Scraping advertisements by mistake

SuspiciousLookingOwl / scrape-yt

Simple lib to scrape information from youtube such as search results, video information, related videos, playlist information and up next video

https://www.npmjs.com/package/scrape-yt

MIT License

9 stars 3 forks source link

Scraping advertisements by mistake #1

Closed KareemH closed 4 years ago

KareemH commented 4 years ago

Hey! Great web scraper btw, it's a great alternative to the youtube search api v3. I mainly use this web scraper to get the video id's of a certain search query (such as getting the video id of a music video)

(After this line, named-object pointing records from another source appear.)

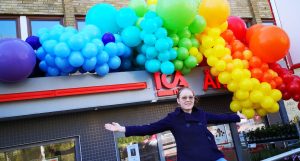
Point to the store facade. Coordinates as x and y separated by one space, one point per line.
76 121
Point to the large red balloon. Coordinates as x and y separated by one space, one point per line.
270 43
238 27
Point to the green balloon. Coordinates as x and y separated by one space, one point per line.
190 62
185 33
178 64
175 39
176 14
182 53
139 6
185 70
195 42
185 42
198 25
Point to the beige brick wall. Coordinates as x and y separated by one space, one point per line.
72 8
31 7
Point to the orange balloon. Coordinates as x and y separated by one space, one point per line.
270 43
253 29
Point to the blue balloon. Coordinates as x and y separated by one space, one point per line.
161 45
149 39
52 71
131 36
89 64
43 66
151 53
62 50
76 42
126 17
102 70
89 50
49 46
152 65
62 63
50 60
126 64
173 54
102 58
92 31
164 56
64 37
108 37
150 25
40 53
111 48
161 33
34 42
167 67
103 16
70 29
76 59
141 59
98 43
150 14
114 62
121 48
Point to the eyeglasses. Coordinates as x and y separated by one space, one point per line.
187 97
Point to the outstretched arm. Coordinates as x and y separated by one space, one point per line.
222 118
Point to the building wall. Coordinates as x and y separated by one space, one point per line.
96 143
71 8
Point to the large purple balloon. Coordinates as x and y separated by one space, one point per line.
108 37
17 60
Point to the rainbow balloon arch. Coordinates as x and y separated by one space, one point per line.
165 36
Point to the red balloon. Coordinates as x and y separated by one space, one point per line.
296 97
270 43
253 29
238 27
286 96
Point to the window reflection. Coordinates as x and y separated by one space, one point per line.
8 28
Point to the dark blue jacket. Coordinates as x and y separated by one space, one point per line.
194 141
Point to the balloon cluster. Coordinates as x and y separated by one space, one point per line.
65 50
290 87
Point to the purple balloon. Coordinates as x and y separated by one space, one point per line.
34 42
108 37
17 60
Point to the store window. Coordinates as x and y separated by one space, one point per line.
63 150
9 27
138 148
222 136
36 23
80 22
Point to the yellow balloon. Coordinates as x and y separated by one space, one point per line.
235 106
267 102
248 112
212 61
274 108
276 94
151 2
256 96
223 26
221 65
215 12
232 86
241 94
224 77
261 112
246 84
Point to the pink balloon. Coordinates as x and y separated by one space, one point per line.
238 27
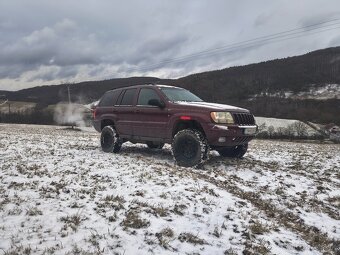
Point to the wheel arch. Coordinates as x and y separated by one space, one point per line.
186 124
106 122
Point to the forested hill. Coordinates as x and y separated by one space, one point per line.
286 88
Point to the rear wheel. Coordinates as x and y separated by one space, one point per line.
109 140
154 145
234 152
190 148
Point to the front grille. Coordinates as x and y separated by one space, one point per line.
242 139
244 119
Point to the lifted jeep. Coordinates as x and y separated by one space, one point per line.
159 114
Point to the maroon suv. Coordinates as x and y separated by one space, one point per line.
159 114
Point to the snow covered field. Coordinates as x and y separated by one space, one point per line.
60 194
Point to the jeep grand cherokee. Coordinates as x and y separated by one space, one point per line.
159 114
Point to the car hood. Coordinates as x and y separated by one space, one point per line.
212 106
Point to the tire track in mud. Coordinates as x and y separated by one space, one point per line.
310 234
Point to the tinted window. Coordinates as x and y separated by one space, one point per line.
145 95
128 97
109 98
178 94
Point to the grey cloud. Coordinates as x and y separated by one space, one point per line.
45 42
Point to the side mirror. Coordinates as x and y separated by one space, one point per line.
156 102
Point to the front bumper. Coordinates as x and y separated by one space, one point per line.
231 135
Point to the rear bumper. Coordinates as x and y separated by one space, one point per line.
223 136
97 125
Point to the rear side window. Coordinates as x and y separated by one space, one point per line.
128 97
145 95
109 98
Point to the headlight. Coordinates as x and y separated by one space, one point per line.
222 117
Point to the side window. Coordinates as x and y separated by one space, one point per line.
109 98
145 95
128 97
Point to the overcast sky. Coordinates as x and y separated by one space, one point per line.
46 42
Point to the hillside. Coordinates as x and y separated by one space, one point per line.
302 87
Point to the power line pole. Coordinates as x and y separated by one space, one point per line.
69 100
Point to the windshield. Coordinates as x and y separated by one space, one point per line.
177 94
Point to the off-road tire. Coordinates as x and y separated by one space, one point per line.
190 148
154 145
109 140
234 152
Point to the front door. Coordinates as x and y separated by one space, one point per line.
151 121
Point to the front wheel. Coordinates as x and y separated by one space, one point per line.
109 140
234 152
190 148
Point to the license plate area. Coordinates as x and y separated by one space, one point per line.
250 131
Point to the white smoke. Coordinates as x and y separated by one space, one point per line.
70 114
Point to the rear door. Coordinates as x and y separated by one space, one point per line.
151 121
126 112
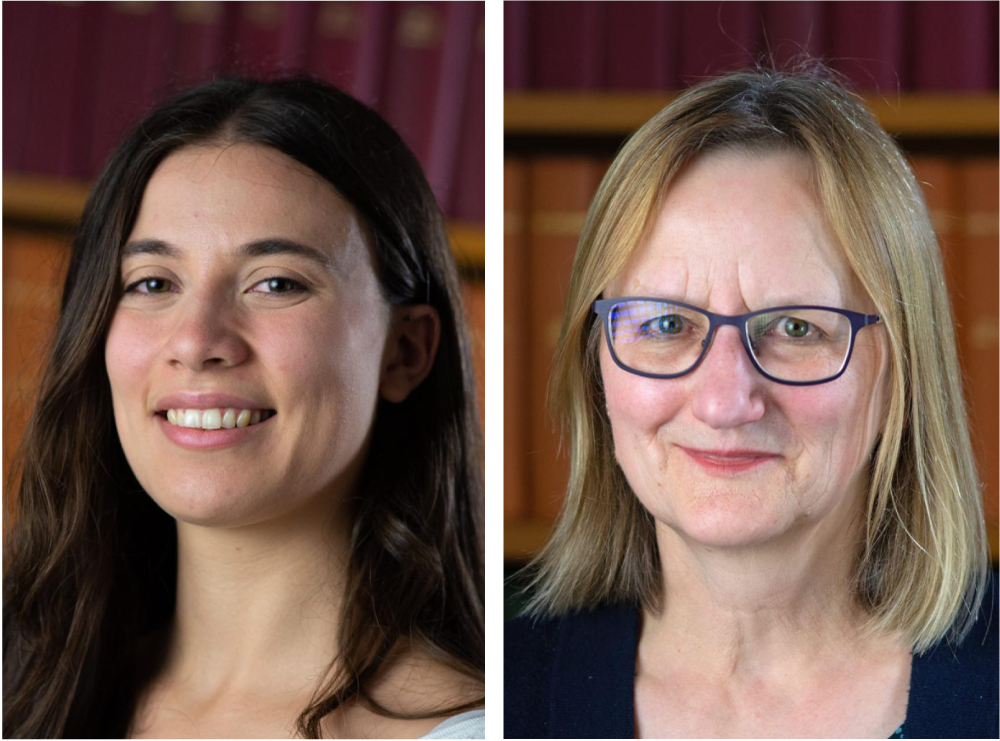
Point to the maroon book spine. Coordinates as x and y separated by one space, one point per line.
795 29
296 23
451 104
425 86
866 44
469 196
643 53
567 45
348 47
200 42
20 42
132 72
516 37
55 101
952 45
256 35
716 36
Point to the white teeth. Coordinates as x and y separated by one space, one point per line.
211 419
214 419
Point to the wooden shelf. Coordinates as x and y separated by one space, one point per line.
58 203
556 112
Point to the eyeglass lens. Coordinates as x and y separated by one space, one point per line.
665 339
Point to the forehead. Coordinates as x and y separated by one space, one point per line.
213 196
738 231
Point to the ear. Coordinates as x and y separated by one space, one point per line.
410 350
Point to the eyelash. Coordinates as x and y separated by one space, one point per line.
297 287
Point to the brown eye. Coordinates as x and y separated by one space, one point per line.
279 285
151 284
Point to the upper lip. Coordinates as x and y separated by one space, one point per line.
732 453
207 400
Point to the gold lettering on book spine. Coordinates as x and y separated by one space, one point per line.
340 20
419 27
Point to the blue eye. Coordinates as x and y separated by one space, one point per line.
670 324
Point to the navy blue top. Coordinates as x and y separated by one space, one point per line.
574 677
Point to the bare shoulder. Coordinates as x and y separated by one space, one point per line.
415 684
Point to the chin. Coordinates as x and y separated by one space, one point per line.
201 503
724 517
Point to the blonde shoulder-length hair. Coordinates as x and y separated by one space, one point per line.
922 567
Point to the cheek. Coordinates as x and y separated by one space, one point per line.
637 407
128 356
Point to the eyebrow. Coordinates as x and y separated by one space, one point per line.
257 248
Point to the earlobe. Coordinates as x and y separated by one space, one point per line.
410 350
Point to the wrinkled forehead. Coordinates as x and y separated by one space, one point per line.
738 231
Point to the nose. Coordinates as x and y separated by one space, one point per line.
206 334
726 388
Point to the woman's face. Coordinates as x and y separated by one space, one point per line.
259 285
738 233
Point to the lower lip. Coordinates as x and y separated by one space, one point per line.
716 464
196 439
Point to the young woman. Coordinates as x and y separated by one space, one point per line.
250 498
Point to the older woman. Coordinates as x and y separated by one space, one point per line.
250 494
773 525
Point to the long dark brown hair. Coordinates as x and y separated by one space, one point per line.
91 560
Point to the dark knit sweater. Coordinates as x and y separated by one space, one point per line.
574 677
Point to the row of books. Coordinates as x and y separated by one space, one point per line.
77 75
33 266
884 46
545 201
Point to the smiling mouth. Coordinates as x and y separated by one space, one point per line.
728 463
217 418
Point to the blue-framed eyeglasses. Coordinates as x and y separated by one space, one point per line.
794 345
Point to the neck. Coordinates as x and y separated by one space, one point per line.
258 606
773 610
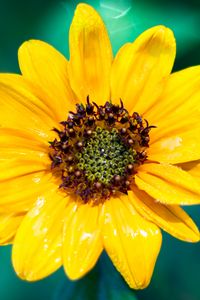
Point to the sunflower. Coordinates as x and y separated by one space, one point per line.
97 152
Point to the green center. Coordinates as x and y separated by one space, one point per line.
105 156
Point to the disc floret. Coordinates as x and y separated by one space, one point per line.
98 150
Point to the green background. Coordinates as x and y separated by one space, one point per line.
177 274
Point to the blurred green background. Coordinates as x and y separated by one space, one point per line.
177 272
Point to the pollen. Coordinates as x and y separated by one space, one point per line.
99 150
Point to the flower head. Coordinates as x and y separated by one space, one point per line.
97 152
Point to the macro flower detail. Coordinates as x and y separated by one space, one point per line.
97 153
98 150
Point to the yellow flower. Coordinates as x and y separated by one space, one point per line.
108 179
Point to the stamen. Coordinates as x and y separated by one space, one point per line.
99 149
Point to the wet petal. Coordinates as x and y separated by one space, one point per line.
176 115
21 109
139 69
90 55
174 148
45 66
170 218
9 224
180 96
168 184
37 250
19 193
82 245
132 242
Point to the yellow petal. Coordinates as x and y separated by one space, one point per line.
45 66
176 115
82 245
16 140
20 108
9 224
170 218
19 193
180 98
177 148
37 250
90 55
168 184
21 166
139 69
132 242
195 171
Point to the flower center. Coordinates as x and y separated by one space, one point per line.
98 150
104 156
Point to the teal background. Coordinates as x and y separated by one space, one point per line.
177 274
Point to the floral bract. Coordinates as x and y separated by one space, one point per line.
97 152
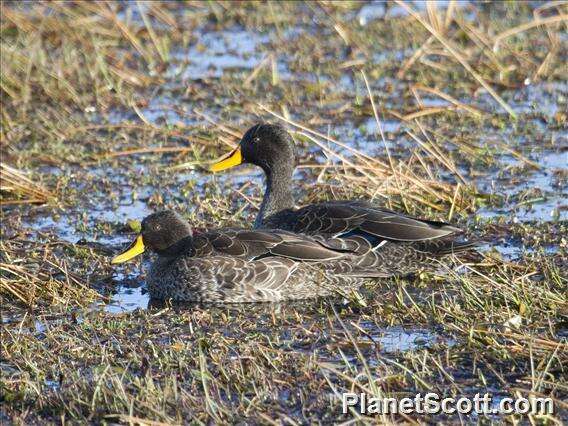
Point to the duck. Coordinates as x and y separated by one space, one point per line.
242 265
394 242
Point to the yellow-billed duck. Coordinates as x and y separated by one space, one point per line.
237 265
395 243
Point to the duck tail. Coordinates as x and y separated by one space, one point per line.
446 247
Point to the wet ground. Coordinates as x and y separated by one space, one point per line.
513 173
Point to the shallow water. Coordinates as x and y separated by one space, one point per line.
538 194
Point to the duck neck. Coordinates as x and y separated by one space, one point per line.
278 193
184 246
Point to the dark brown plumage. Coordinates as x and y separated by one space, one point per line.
235 265
402 243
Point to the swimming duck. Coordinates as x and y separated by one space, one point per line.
397 240
237 265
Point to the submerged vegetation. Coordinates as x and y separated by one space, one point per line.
450 112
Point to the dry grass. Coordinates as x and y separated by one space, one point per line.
35 273
99 93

I am making a web app that displays the music videos of old songs, and so far, your scraper allows me to successfully retrieve the video id. For example: So, url is basically the id of the first index of the results I get back from your module

However, sometimes the web scraper retrieves the url of an advertisement since it can accidentally scrape the first video (thinking that all videos in the search are going to be related to the video). Thus, I get something like this:

Is there a way to filter through the advertisements so that the results can strictly have an array of the related videos? Thanks!

SuspiciousLookingOwl commented 4 years ago

I'm not able to replicate. ef6d687ebc38b4b99dcef19a9f76ba139b823dfc might fix it though. Published the update to npm already (v1.0.5), you can update the package using npm udpate scrape-yt and try it again. Let me know if it still scrape advertisements

Just to be clear, is this from .search() or .getRelated()?

KareemH commented 4 years ago

Thank you so much! I will let you know if it works and inform you of any other issues :)

This is from .search() The parameters are the artist and title of a given song, so it's not like I knew the id beforehand

SuspiciousLookingOwl commented 4 years ago

Oh i thought it's .getRelated(), I didn't make any change to .search(). Can you reproduce it consistently like with certain search keyword? Or is it random?

KareemH commented 4 years ago

So, I don't think I can reproduce it consistently. For instance, the second time around, "Usher and Alicia Keys My Boo" as the search keyword then returns the proper video id referencing the song's actual music video.

I basically loop through an array of 240 songs and query to get the video Id of each song. For the most part, 230 songs get the right video id which is great. But 10 videos either get an advertisement as the id or I get Promise Unhandled Rejection: id is no defined.

So it is random because you never know which videos will have an ad in front of them (meaning the actual video is at index 1) or if the first result is the actual video (the index is 0)

I think I like search() so much because it's a query using keywords. This is more flexible than getRelated (or most web scrapers and youtube related API) that require the ids beforehand (which I don't know yet). Any fix is much appreciated!

SuspiciousLookingOwl commented 4 years ago

Okay i'm able to reproduce it consistently with "Learn spanish" keyword, fixing it right now.

SuspiciousLookingOwl commented 4 years ago

a421cd066eae881e29a969b7d84d7652c02c50f4 should fixed it, published the update to npm (v.1.0.7). Update the package and try it again.

I'm going to close this issue, feel free to open it again if the problem still persists.